Asynchronous I/O on UNIX?

Thu Nov 21 07:44:04 AEST 1985

> 
> As more and more mainframe systems are moving to UNIX, I am
> very interested in finding out how asynch I/O is being implemented
> on these systems.
> 

This was one of the first complaints I had about UNIX after having used
operating systems which imposed fewer constraints on how user processes
performed synchronization on I/O completion.  There are a few things
worth contemplating here.  Firstly, why there is no asynchronous I/O
mechanism in UNIX, and secondly, how may such a mechanism be implemented.

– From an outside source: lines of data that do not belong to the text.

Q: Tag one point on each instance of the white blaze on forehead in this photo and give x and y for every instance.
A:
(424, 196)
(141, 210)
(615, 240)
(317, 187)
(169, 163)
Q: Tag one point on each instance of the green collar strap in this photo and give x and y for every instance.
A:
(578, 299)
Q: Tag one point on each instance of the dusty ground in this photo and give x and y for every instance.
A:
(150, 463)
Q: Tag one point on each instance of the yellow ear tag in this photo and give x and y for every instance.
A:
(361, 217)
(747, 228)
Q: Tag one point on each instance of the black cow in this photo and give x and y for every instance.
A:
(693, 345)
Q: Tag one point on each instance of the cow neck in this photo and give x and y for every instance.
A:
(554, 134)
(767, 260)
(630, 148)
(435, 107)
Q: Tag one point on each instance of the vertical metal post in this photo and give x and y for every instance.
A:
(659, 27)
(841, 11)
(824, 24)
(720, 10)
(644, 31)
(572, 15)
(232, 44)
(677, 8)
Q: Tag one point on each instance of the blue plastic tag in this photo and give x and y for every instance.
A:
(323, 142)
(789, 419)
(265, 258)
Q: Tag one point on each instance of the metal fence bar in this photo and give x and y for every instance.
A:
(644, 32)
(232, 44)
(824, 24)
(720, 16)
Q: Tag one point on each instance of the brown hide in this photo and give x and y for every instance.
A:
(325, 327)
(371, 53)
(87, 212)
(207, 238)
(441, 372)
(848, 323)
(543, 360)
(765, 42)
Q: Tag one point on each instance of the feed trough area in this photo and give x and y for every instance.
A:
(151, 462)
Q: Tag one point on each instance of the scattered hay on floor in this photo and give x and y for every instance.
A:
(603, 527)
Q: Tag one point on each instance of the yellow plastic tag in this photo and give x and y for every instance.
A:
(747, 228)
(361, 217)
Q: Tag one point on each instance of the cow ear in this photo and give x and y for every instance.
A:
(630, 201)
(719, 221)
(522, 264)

Before getting down to details, it should be pointed out that there
are other, conceptually cleaner methods for performing overlapped
I/O.  That is, using multiple processes each of which have no more
than one outstanding (blocking) I/O request.  This form of overlapped
I/O results in a conceptually straightforward implementation but is
costly in terms of efficiency.  This is especially true due to the
hard boundaries maintained between process address spaces and the lack
of a shared memory mechanism (non SYSV).  In addition, the overhead from context
switching contributes to an overall inefficiency.  Moreover, the current
mechanisms in UNIX for interprocessor communication, e.g., pipes, sockets,
or files, all result in the copying of data to and from the kernel address
space as it is being transferred to the destination process.  This introduces
more inefficiences.

There is, however, the select() system call in 4.[23]BSD UNIX which allows
a timed blocking poll of multiple potentially outstanding I/O activities.
This is many times more efficient than the previous busy wait polling method
which used the FIONREAD ioctl(), and this latter method was usable on a
limited number of I/O activities, e.g., read().  Given these various
mechanisms for performing multiple I/O activities, most applications have
chosen to make do with them rather than address the more difficult task
of implementing a more general kernel-based asynchronous I/O mechanism.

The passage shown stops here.